The letter also called out the Biomedical Advanced Research and Development Authority’s (BARDA) recently announced expanded partnership with Regeneron Pharmaceuticals Inc., of Tarrytown, N.Y., to develop multiple monoclonal antibodies that, individually or in combination, could be used to treat COVID-19. The collaboration, which began in 2017, uses Regeneron’s Velocisuite technologies to quickly identify promising antibody candidates targeting specific pathogens, validating preclinical results and then developing the antibodies.
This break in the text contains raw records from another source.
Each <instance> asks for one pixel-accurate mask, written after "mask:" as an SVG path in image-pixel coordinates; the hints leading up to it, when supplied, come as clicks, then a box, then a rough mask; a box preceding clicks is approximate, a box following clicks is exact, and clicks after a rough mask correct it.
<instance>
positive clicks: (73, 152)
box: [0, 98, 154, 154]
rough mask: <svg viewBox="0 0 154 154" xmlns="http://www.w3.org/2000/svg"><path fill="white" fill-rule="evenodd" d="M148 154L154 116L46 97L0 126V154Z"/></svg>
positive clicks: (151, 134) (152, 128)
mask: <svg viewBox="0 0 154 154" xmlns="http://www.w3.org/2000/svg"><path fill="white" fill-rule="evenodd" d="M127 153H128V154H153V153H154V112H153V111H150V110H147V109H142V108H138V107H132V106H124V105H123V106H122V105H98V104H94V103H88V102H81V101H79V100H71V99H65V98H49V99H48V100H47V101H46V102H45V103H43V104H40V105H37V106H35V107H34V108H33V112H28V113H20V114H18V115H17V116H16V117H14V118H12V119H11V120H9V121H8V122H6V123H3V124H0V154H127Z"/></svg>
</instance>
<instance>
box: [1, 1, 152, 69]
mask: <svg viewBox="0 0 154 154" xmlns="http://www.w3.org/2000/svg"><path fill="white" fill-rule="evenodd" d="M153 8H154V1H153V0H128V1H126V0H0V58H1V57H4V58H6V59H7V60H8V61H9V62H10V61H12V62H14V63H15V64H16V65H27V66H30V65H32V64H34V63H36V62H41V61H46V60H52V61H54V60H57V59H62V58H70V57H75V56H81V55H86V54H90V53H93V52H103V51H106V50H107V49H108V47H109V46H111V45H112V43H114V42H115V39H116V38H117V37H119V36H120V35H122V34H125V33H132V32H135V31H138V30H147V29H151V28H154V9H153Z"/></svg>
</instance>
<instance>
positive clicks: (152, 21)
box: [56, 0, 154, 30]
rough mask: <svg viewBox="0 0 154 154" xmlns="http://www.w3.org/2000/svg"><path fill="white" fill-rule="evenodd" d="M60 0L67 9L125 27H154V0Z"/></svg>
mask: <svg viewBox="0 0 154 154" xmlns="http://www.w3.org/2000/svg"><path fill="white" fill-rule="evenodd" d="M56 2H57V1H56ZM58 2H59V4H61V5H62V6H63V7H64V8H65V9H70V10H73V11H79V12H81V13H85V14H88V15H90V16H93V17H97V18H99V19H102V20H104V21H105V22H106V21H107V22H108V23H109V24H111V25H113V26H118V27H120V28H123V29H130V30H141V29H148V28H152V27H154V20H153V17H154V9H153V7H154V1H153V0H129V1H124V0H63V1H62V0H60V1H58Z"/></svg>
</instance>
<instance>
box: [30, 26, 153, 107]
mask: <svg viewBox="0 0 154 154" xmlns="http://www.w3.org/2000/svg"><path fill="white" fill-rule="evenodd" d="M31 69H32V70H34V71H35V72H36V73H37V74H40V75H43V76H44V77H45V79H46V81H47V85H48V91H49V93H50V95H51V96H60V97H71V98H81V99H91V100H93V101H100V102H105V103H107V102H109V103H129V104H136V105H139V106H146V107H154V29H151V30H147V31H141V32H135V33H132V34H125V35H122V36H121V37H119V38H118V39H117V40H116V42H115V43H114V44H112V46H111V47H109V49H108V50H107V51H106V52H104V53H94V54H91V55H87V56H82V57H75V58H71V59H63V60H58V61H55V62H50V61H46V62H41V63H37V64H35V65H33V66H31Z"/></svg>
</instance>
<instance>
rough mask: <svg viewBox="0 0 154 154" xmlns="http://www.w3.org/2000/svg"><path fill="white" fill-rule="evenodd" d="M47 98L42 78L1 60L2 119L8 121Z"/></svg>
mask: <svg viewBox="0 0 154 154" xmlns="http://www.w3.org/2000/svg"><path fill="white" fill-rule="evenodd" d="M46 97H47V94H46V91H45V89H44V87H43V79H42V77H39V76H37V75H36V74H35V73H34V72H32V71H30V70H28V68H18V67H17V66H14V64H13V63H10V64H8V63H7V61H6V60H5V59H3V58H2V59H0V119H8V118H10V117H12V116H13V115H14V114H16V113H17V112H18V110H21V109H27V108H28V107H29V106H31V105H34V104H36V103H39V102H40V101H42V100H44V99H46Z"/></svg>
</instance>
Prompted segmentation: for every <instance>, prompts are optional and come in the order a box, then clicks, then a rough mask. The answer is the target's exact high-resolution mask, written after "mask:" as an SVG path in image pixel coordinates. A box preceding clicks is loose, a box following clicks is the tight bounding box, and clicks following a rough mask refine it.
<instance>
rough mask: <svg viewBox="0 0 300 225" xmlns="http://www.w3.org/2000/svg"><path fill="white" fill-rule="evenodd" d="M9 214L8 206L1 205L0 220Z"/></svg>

“There must be guardrails in place to prevent Regeneron from monopolizing the medicine and maximizing profits,” the lawmakers said, noting that, under the agreement, BARDA will pay for 80% of the R&D and manufacturing costs for promising treatments. They added that BARDA already has paid up to $8.9 million to Regeneron to support the development of a MERS treatment, including the costs of an investigational new drug application, clinical trials, and packaging and labeling.
While the letter pointedly claims that Regeneron has the two highest paid executives in the pharmaceutical industry, it ignores the total cost of developing a new product, which can be upwards of $2 billion, and the limited demand for a coronavirus treatment after an outbreak has been resolved.
Funding the response
Another concern that’s fueling political rhetoric on Capitol Hill is the Trump administration’s funding request for responding to COVID-19. In the early days of the outbreak, which were just a few weeks ago, HHS requested the authority to shift up to $136 million from other departmental funds to respond to the developing health emergency. But many in Congress wanted the administration to replenish and use the Public Health Emergency Fund, which was depleted eight years ago after two decades of Congress refusing to put any more money into it.
To date, several federal agencies have contributed significant resources and personnel to support the domestic and international response to the outbreak, using their existing funding. But given the spread of the coronavirus and how much is still unknown about it and the disease it causes, the administration officially asked Congress Monday to appropriate $1.25 billion to the Public Health and Social Services Emergency Fund at HHS to continue supporting critical response and preparedness activities.
“Federal resources are necessary to take steps to prepare for a potential worsening of the situation in the United States,” the White House Office of Management and Budget (OMB) said in the request. Altogether, the administration expects to allocate at least $2.5 billion in response to COVID-19. The additional funding would come from transferring existing funds, including $535 million in emergency supplemental funding set aside for Ebola.
The administration said the funding would support all aspects of the U.S. response, including public health preparedness and response efforts; public health surveillance, epidemiology, laboratory testing and quarantining costs; advanced R&D of new vaccines, therapeutics and diagnostics; advanced manufacturing enhancements; and the Strategic National Stockpile. Funds also would be made available, as necessary, to states that are part of the current national response, OMB said in its request.